After September’s anti-globalization protests here in D.C., I wrote with no small measure of disgust that the police appeared to have arrested thousands of protesters under false pretenses. Marchers were charged with “failure to obey a police order” to disperse, cuffed, and carted off to be detained, where many paid fines to secure their release hours later. This despite the fact that, as far as I could tell on the basis of reports from the scene, no such order was ever issued, and people were actually prevented from dispersing if they tried. The D.C. police’s own internal report now confirms this.
The Post cites Chief Charles H. Ramsey as claiming that the “issue was irrelevant, because the protesters had no permit and ignored police orders to clear the streets earlier in the day.” Let’s take the second part first. A distinct set of protesters had ignored orders to get out of the street and stop blocking traffic. Their arrest, I’ll freely grant, was perfectly appropriate. The right to assemble is not the right to deprive others of the use of public roads whenever you feel like it. I fail to see, though, how the crimes of one set of people justify the arrest of a totally distinct set of people: does this mean that a few vandals (or agents provocateur) are all that’s needed to shut down a mass demonstration? Even if the vandalism is separated by both time and space from the part of the demonstration that’s broken up?

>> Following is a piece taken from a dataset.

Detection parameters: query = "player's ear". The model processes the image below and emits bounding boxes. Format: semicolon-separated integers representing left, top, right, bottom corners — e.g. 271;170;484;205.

Then there’s the business about marching without a permit. True though that may be, it hardly makes the fabrication of the order to disperse “irrelevant.” Protesting without a permit is a misdemeanor, for which one can be fined and ticketed, but not arrested. Failure to obey a police order is an arrestable offense, which is why that order needed to be invented. If the bit about the order to disperse were really “irrelevant,” why concoct one in the first place?
As I noted back in September, conservative ire on this point wasn’t exactly shaking the rafters. But it should be: this is precisely the kind of disdain for the rule of law that led so many on the right to condemn the Clinton regime. Does the principle become less important when the victims of its breach are scruffy leftists? Ramsey & co. deserve to catch serious flak for this, and if they want to be consistent, conservatives should be leading the charge.
Update: Zoe is peeved as well, and provides a link to share your own peevishness with your local D.C. council member.